Découverts en 1987, les Thermes gallo-romains d'Entrammes doivent leur remarquable état de conservation au fait d'avoir été supplantés par une église, dès la fin de l'Antiquité.

Grâce à cette protection, des vestiges rarissimes ont été conservés, tels des murs romains de 8,50m de haut, quatre salles de bains en enfilade chauffées par hypocauste, des arcades et fenêtres en brique, ainsi que des témoignages de l'occupation religieuse du site (ambon, sarcophage, moules à cloches).
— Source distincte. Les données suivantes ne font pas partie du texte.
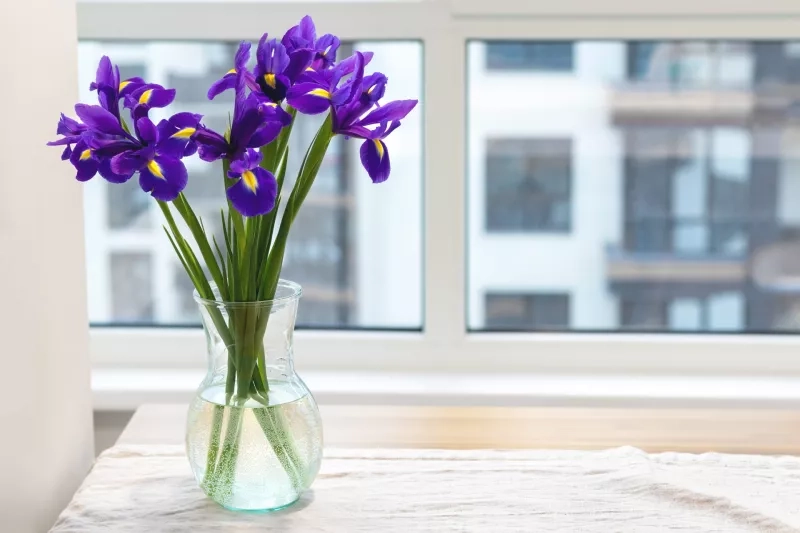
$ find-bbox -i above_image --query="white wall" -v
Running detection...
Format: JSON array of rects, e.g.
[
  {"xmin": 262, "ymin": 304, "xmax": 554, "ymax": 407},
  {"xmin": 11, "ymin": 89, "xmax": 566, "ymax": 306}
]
[{"xmin": 0, "ymin": 0, "xmax": 93, "ymax": 533}]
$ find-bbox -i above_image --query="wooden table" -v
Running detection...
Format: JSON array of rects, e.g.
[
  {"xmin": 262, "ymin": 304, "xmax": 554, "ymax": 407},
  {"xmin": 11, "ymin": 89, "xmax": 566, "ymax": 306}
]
[
  {"xmin": 118, "ymin": 405, "xmax": 800, "ymax": 455},
  {"xmin": 53, "ymin": 405, "xmax": 800, "ymax": 533}
]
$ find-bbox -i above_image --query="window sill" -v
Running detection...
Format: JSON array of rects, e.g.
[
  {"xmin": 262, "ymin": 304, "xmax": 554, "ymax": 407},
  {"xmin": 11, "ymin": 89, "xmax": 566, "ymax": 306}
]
[{"xmin": 92, "ymin": 368, "xmax": 800, "ymax": 411}]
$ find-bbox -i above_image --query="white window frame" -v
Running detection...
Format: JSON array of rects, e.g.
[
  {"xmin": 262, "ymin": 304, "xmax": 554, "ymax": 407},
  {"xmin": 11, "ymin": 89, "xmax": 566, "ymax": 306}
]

Une histoire qui commence à l'époque gauloise

C'est en 1976, lors d'une prospection aérienne, que l'on découvre la présence d'un ancien oppidum gaulois d'environ 50 hectares dans les environs de l'actuelle abbaye du Port du Salut. Grâce à cette découverte, nous connaissons les débuts de l'histoire d'Entrammes. Les Gaulois s'installèrent entre deux bras de rivière, qui constituaient ainsi des douves naturelles, et près d'un passage à gué se trouvant sur un axe de circulation. Cette implantation astucieuse fut ensuite reprise par les Romains. Mais ces derniers ne s’arrêtèrent pas là et étendirent l'emprise de cette agglomération secondaire jusque dans le village actuel. De cette histoire ancienne, la partie la plus connue est sans aucun doute liée au bâtiment des thermes. Ces derniers furent découverts par hasard en 1987 lors d'une campagne de restauration de l'église. Après avoir remis en état la charpente, on s'attela à gratter les enduits successifs sur les murs. C'est à ce moment-là qu’apparut la maçonnerie initiale, faite de moellons de grès Roussard et de brique, utilisée pour l'encadrement des ouvertures notamment. Il y avait déjà des soupçons sur l'ancienneté du site, mais là il s'avéra que l'église d'Entrammes était venue s'installer dans un bâtiment remontant à l'époque romaine. Suite à cette découverte des fouilles furent entreprises qui révélèrent aux archéologues la fonction du lieu : un bâtiment de thermes.

L'utilisation des thermes

Le bâtiment des thermes d'Entrammes présente une organisation de salles en enfilade. L'utilisateur commençait par la salle du vestiaire (la seule salle à ne pas être dans l'alignement des autres salles). Puis il traversait la salle froide pour se rendre directement dans la salle tiède, où il pouvait commencer à s'habituer tranquillement à la chaleur des pièces. Il pouvait ici recevoir des massages. Il passait ensuite dans l'étuve pour transpirer abondamment. C'était ensuite au tour de la salle chaude d'ouvrir ses portes, là l'utilisateur pouvait se baigner dans un grand bassin appuyé contre le mur du pignon. Pour terminer ce rituel, il fallait revenir dans la salle froide et s'immerger dans une eau non chauffée (coutume romaine encore en pratique dans certains pays nordiques!).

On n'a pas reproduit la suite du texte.